Avant d'allumer ta bougie ou ton bâtonnet d'encens, assure-toi toujours d’éteindre le système de ventilation mécanique (comme une VMC). Cela améliorera la précision de ton test. Quand tu réalises ce test, garde à l'esprit que la flamme d’une bougie peut rapidement déclencher un feu sur une surface inflammable à proximité (rideau, papier peint, plante, etc.). Place-toi donc loin de ces matières, et tiens la bougie ou l'encens stable, idéalement sur un support non inflammable comme une petite coupelle métallique. Pense aussi à vérifier que ta pièce soit suffisamment ventilée après avoir utilisé un encens : certaines variétés dégagent des polluants irritants pour tes voies respiratoires, notamment le benzène et le formaldéhyde. Réalise tes tests sur une durée courte pour ne pas saturer l'air ambiant. Enfin, ne laisse jamais une flamme ou un bâtonnet d'encens sans surveillance, même quelques instants, et garde toujours à proximité un moyen simple pour éteindre rapidement (verre d'eau, chiffon humide, extincteur domestique).
Le saviez-vous ?
Selon l'ADEME, une humidité excessive augmente la conductivité thermique des matériaux muraux, réduisant fortement leur capacité isolante. Une bonne ventilation contribue donc indirectement à limiter les pertes de chaleur !
Saviez-vous que les ponts thermiques peuvent causer jusqu'à 10 à 20% des pertes totales de chaleur dans votre habitation ? Ces ponts thermiques se situent principalement aux jonctions murs/planchers, murs/toitures ou autour des ouvertures.

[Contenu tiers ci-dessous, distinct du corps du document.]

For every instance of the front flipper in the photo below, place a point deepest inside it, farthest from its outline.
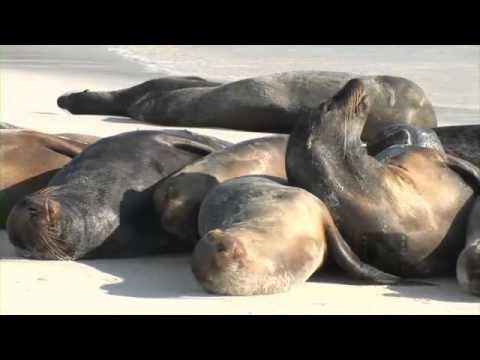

D'après plusieurs études, près de 15% des pertes d’énergie d'un logement proviennent des fenêtres et des vitrages vétustes ou mal isolés. Opter pour un double ou triple vitrage performant est un excellent investissement à long terme.
Saviez-vous qu'abaisser la température intérieure de seulement 1°C permet d'économiser environ 7% sur votre facture annuelle de chauffage, selon les estimations du Ministère de la Transition écologique ? Une petite correction qui aide à économiser et préserve l'environnement !
Un thermomètre infrarouge lit la température à distance en mesurant le rayonnement thermique émis par une surface ou un objet ciblé. Chaque objet chaud dégage une énergie sous forme d'ondes infrarouges, invisibles à l'œil nu. L'appareil capte ces ondes avec un détecteur sensible et les convertit rapidement en données de température visibles à l'écran. Cette mesure dépend de ce qu'on appelle l'émissivité, un critère propre à chaque matériau qui indique à quel point il émet efficacement de la chaleur sous forme infrarouge. Par exemple, les surfaces mates ou sombres ont généralement une émissivité proche de 1 (soit très élevée), ce qui donne une mesure fiable, alors que les objets brillants, très réfléchissants comme les métaux polis, affichent souvent une émissivité faible, compliquant ainsi les relevés précis. Pour compenser ça, les thermomètres à infrarouge permettent d'ajuster manuellement cette émissivité selon les matériaux ciblés, assurant ainsi une meilleure précision dans les résultats obtenus. Autre détail concret : la taille de la zone de mesure est liée au rapport appelé Distance/Spot (D/S), typiquement indiqué sur les appareils (par exemple 12:1 signifie qu'à 12 cm de distance, le diamètre de mesure sera de 1 cm). Donc, plus tu t'éloignes, plus la zone mesurée est large, ce qui peut mélanger les températures et rendre le résultat moins évident à interpréter.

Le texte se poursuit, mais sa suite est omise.